Very near the small lean-tos they live in, they have two showers, toilet facilities, and a source of clean drinking water – none of which they had before. The small fee that is charged by the residents who maintain it helps keep it clean and functional.


The residents couldn’t help but beam with pride as we took a look at a most basic yet critical source of community pride. Disease is down, threats to women who otherwise would have to walk great distances to obtain water are down, and the community even has a small source of income and employment. These are the kinds of simple self-sustaining projects the US should be supporting for the world’s poor.


Water scarcity can also be a source of conflict and economic calamity. Last year millions in the horn of Africa suffered from famine because of droughts. Without reliable supplies of water, farmers struggle to grow crops, and areas once abundant with water are slowly becoming barren.


I was reminded of these challenges talking to a government minister in Sudan. When I asked about the impact of climate change in his country, he immediately wanted to take me to the Nile to show how the river had shrunk in volume. Can you imagine -- the Nile River – which sustains a land where historic civilizations emerged is now shrinking?
Helping other nations is in our national interest. Some say that now is not the time to invest in poor nations half a world away, when our economy is in crisis and so many Americans are hurting. That view is understandable. Recovering from this recession and rebuilding our economy for the long-term must be, and is, our government’s top priority. But investing in clean water for the world is a smart strategy that will make our foreign assistance dollars achieve more – something we need in these hard economic times.


We know what the solutions are and we know they are cost effective. For every dollar invested in water and sanitation, eight dollars are returned in increased productivity and decreased health care costs. And just imagine how bringing such a basic need to the world’s poor will impact America’s image – particularly at a time when we are in a battle of ideas in many parts of the world.


The Water for the World Act builds on the similarly-named landmark legislation -- the Senator Paul Simon Water for the Poor Act -- that at long last made safe drinking water and sanitation a priority of U.S. foreign development assistance.
I owe my passion on water to my predecessor and long time mentor the late Senator Paul Simon. Paul Simon was a prolific author and visionary.

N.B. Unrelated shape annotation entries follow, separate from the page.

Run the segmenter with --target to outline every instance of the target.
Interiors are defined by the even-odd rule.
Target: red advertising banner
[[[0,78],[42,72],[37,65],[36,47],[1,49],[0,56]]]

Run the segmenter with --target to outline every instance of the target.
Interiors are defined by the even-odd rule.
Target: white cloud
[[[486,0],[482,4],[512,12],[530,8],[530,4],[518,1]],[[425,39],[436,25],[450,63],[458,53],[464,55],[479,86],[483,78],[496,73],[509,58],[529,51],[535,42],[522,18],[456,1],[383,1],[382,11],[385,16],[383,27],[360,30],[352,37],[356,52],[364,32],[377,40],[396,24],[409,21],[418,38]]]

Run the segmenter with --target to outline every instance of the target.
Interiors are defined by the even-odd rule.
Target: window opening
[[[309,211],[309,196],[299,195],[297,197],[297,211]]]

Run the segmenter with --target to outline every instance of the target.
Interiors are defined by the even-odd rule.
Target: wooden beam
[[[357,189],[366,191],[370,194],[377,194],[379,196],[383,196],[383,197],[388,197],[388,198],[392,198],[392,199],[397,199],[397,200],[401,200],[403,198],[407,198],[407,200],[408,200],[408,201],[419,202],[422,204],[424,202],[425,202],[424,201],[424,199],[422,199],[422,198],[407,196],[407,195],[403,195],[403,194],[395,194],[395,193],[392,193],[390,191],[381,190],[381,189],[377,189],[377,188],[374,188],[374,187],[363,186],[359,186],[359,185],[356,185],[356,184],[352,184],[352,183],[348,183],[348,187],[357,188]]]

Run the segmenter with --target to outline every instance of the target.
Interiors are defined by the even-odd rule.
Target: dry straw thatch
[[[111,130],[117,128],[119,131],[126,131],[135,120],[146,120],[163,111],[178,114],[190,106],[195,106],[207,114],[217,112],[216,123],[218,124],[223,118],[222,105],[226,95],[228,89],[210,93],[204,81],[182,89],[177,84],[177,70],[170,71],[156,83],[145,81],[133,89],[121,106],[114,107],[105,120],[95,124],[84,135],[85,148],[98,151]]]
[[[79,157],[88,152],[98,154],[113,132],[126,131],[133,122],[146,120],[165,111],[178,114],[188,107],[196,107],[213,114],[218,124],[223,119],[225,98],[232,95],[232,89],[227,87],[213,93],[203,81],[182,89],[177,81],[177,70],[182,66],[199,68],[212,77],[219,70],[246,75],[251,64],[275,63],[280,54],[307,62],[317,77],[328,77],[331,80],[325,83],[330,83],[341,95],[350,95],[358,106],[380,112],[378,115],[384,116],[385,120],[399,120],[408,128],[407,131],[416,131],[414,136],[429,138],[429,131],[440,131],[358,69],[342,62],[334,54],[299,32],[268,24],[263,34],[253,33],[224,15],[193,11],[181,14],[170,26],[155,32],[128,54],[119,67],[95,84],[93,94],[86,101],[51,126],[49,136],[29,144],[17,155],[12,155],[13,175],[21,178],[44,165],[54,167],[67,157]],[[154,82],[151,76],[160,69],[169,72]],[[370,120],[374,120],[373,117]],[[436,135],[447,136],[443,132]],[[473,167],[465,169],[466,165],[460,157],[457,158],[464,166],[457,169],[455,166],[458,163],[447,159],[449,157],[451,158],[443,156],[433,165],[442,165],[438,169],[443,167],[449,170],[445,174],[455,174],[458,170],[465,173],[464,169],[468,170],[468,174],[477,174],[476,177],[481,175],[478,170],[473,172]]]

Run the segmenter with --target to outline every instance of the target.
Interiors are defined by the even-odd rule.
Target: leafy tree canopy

He wrote books on a variety of compelling issues; and solving the global water crisis was his last great campaign. He knew the United States had the ability to be a leader on this issue.
Two years after Paul Simon died the Senator Paul Simon Water for the Poor Act was signed into law in December 2005. The Act has made a big difference to the world’s poor, but we can do more. I can think of no better way to honor a man who did so much for so many, than to commit ourselves to achieving this vision and the ideals of the Senator Paul Simon Water for the Poor Act.


Water is one of the defining challenges of the 21st century. No other issue is more important to human health, peace and security than access to sustainable supplies of water. As we celebrate World Water Day this week, let’s renew our commitment to making sure the world’s poor have access to this most basic human need.